Major universities reveal explosion in student cheating over the last three years
By Laura Clark
Last updated at 10:27 PM on 2nd March 2012
The number of students caught cheating at top universities has surged over the past three years, figures reveal.
Thousands were found guilty of plagiarising, taking notes into exams or buying essays on the internet.
Nearly 1,700 students at 20 leading institutions were disciplined for academic misconduct in the year 2010-11 alone, according to figures released under the Freedom of Information Act. Around 100 were expelled.
Rise in cheating: The number of students caught cheating at university has surged in the past three years (file picture)
Offences on the rise include cutting and pasting essays from the internet, bringing mobile phones into exams, impersonating other candidates and copying from classmates.
At Oxford University, one student was fined £100 for taking revision notes into an exam, while last year Cambridge stripped a graduate of his history PhD for ‘multiple instances of plagiarism’.
Cambridge also revealed instances of cheating recorded during this academic year, including the case of a land economy student who had their degree reduced from a 2.1 to a 2.2 after being found with a textbook in the exam hall.
And last October a medicine student was found guilty of plagiarism after using material from a sample exercise published as a learning resource.
The Freedom of Information request was sent to the country’s top 30 universities, as ranked by the indepen- dent Complete University Guide 2012. Of those, 20 supplied figures.
The University of Lancaster had the worst record with 194 incidents of cheating during the last academic year – up from 175 in 2009-10.
It was followed by the University of East Anglia, which recorded 187 incidents of academic misconduct compared with 175 the year before.
Bath reported 182 incidents, a sharp rise from 66 in 2009-10.
Newcastle, where Princess Eugenie is studying history of art, English and politics, had 166 incidents – marginally down from 169 the year before.
‘Academic misconduct’ covers a range of offences including plagiarism, submitting work bought from essay banks, handing in the same piece of work for separate assignments and impersonating another student.
Sanctions range from docked marks to expulsion.
In the last academic year alone, 100 students were expelled from the 20 universities for serious academic misconduct. King’s College London has expelled the most – 44 over the past three years.
In the last academic year, 1,665 students were found guilty of academic misconduct, a slight fall from 2009-10 when the figure stood at 1,849 students from 21 universities.
The year before, 1,597 students were disciplined for the offence, making a total of 5,111 over the past three years.
The surge in cheating has been attributed in part to the cut-throat job market, which is piling pressure on graduates to do well.

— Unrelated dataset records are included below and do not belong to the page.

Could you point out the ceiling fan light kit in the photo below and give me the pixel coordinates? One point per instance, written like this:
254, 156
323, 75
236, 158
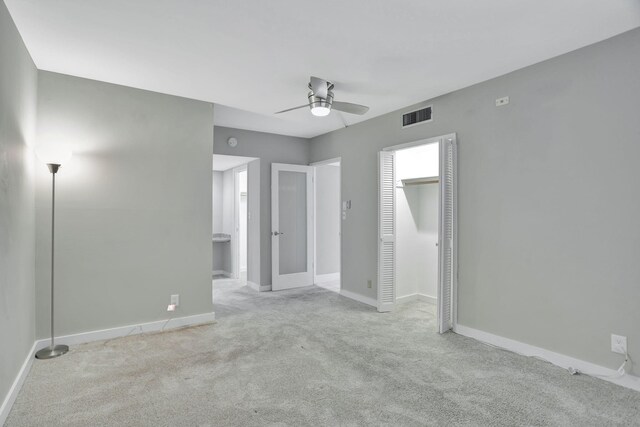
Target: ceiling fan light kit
321, 100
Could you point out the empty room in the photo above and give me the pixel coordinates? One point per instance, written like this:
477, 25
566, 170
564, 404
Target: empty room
364, 212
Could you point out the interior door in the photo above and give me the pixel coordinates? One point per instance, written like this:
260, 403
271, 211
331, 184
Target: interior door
447, 245
291, 226
387, 232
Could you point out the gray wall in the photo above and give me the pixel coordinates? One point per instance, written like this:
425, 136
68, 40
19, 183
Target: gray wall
18, 83
269, 148
548, 199
327, 219
133, 206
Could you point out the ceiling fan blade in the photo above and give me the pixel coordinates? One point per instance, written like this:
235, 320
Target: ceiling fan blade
349, 107
319, 87
294, 108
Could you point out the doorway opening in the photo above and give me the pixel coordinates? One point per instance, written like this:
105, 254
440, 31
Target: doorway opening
327, 223
417, 250
236, 219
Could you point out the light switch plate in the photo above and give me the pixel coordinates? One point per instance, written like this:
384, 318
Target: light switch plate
618, 344
502, 101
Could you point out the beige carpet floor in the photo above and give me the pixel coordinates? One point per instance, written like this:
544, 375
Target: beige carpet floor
311, 357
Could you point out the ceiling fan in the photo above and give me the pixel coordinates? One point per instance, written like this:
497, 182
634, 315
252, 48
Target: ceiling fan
321, 100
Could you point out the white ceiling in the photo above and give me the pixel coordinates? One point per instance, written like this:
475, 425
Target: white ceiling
223, 163
257, 55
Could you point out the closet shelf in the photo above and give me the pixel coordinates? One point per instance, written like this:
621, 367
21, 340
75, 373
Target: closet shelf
418, 181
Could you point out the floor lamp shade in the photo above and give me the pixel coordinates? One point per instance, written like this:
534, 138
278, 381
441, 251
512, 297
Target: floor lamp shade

There has also been an explosion in the number of websites that sell coursework – and universities are becoming more adept at spotting such plagiarism, thanks to specialist software.
The figures will fuel concerns over slipping academic standards, at a time when universities are also facing criticism for dumbing down degrees.
A report last month found that English universities are ‘not keeping pace’ with international standards.
For example, some have dropped maths from certain degree courses because students and their lecturers cannot cope with it.